Abstract

The paper analyses the short story collection The Untilled Field by the Irish writer George Moore (1852-1933) with the aim of establishing the subversive potential of these stories in the context of the criticism of the overpowering dogmas within the Irish society at the beginning of the 20th century. With this long neglected short story collection, George Moore reveals a darker, silenced side of Ireland, hidden from the public discourse of the socio-political mainstream of the period. His social criticism is primarily focused on some neuralgic aspects of the Irish society of the time, namely on the dominant influence of the Irish Catholic church on the collective ethos of the nation and, subsequently, on the spiritual and moral paralysis of the Irish people as well as on mass emigrations of the Irish to America.
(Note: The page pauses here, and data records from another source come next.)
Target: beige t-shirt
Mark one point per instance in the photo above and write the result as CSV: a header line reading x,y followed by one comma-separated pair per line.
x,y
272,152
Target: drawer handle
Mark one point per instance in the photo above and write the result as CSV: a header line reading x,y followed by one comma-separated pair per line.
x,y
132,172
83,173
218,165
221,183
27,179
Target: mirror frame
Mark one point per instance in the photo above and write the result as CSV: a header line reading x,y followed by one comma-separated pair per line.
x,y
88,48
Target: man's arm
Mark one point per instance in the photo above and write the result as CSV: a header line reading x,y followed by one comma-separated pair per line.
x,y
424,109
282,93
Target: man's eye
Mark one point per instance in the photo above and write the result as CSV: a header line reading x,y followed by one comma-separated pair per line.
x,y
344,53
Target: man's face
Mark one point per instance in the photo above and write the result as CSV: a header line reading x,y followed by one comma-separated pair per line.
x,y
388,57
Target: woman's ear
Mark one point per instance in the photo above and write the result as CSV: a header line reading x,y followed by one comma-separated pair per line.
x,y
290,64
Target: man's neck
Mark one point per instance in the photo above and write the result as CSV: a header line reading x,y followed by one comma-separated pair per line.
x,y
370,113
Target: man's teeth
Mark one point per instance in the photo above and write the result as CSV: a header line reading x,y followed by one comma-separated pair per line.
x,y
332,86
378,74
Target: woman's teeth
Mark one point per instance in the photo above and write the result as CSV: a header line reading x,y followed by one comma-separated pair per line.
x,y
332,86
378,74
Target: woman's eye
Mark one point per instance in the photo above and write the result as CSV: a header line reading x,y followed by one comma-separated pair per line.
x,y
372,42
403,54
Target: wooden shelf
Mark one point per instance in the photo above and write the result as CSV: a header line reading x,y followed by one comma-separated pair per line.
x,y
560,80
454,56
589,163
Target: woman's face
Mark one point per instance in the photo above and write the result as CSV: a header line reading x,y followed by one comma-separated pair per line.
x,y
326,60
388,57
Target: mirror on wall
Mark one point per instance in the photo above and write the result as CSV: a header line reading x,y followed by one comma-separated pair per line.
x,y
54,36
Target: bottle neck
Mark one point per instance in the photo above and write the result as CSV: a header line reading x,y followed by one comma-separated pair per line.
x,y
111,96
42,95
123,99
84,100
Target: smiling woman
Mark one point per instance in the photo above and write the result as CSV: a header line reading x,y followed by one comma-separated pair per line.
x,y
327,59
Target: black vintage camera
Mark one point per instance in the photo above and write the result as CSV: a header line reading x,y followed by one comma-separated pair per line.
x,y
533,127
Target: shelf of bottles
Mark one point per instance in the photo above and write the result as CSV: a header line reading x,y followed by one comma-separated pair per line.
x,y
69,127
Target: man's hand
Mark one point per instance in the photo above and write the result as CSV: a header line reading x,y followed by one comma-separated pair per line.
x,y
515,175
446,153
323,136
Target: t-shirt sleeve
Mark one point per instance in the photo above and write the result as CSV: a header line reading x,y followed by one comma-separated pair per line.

By pinpointing these, in his view, destructive social forces and the complex sociopolitical situation in Ireland during the formation of the modern Irish state, George Moore identifies a state of collective moral lethargy characterised by total absence of any possibility of individual affirmation through artistic agency. The importance of this short story collection, from the point of view of scientific research, lies in the foregrounding motivation behind it. In other words, in George Moore´s intention to dig deep into the relentless existence of the Irish people at one stage in the country´s history and to re-shape the well- established colonial representations which favoured falsely pastoral visions of Ireland. It was not until the second half of the 20th century that the stigma of ´un-patriotic´ and ´subversive´ was lifted from this short story collection giving it, though still limited, well-deserved attention and recognising its literary and artistic importance for Irish national culture and for its literature.